A New Band A Day 2008-2018

Welcome to ANBAD, which celebrated ten years online in April 2018, and is now “resting.” (I’m still jabbering on about music on my radio show and discussing new bands like, oh, I dunno, The Chats, on Twitter.)

However, ANBAD also has over 1200 posts featuring about 1500 artists. Most are buried deeeeep in the blog, rarely seen by human eyes. This seemed a bit unfair, so I randomised the posts and the ones you see below are yanked arbitrarily from the archive for you to explore.

As with anything this old on the internet, some music plugins, hyperlinks, images, formatting – and, frankly, the writing itself – is broken. But even I will begrudgingly admit that randomly looking at ten years of once-new bands is a fascinating glimpse into a very specific time capsule.

I’m as surprised as anyone that this ridiculous and utterly niche music blog has stumbled around online for a decade, surviving all of my attempts to break it, render it defunct, or let it wither on the vine.  So scroll down and read on – and maybe you’ll find some long-forgotten band from 2009 that you’ll love.
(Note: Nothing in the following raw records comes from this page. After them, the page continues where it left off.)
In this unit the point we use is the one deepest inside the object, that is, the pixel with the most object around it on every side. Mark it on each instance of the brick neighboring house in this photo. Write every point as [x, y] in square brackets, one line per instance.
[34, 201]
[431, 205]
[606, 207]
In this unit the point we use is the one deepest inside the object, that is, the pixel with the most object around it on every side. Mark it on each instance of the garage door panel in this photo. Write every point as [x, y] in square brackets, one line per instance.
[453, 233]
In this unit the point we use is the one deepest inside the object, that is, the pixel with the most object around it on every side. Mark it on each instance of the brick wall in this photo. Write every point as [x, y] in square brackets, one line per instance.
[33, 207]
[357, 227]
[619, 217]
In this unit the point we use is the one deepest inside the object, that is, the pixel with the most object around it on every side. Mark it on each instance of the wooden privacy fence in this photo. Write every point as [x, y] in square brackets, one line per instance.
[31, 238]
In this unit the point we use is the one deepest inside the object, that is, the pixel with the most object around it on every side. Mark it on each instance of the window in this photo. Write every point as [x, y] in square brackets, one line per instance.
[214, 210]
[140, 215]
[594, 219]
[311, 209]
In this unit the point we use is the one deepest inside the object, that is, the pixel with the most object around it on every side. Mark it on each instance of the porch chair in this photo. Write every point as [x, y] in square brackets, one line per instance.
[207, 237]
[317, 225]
Alexander NedElenKo: Techno Librarian

One of life’s agonising truths is that sometimes, only minimal techno will scratch that aural itch inside your brain.

It’s not always minimal techno, of course – sometimes it’s something as inanely amazing as Boomin’ Granny.
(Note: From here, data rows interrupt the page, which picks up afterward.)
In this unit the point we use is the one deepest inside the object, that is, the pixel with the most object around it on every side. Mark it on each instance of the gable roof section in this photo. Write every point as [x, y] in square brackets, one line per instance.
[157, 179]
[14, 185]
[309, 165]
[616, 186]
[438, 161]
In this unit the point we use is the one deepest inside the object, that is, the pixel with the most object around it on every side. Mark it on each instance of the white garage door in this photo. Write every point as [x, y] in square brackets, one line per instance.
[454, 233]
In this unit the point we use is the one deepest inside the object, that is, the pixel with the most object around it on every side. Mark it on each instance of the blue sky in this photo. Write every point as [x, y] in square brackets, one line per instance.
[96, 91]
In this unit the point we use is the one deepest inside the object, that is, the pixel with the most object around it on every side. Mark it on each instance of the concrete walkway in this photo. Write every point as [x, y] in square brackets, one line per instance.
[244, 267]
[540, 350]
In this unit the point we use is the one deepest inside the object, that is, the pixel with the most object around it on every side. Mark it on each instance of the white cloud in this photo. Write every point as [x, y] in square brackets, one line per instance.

But I find that, more often than not, it’s the strictly repetitive delirium of minimal techno that seems to reorder a chaotic mind into something more organised and happy, a bit like a librarian re-ordering shelves full of Tintin books, albeit whilst ferociously trampling over the ‘silence’ rule.

Thus, Alexander NedElenKo’s music is part new band, part brain-salve, part four-to-the-floor thumper.

The beautiful thing about music found within the minimal genre is that songs are allowed to build slowly, obtusely, and weirdly; all whilst giving sounds time and space to breathe and develop.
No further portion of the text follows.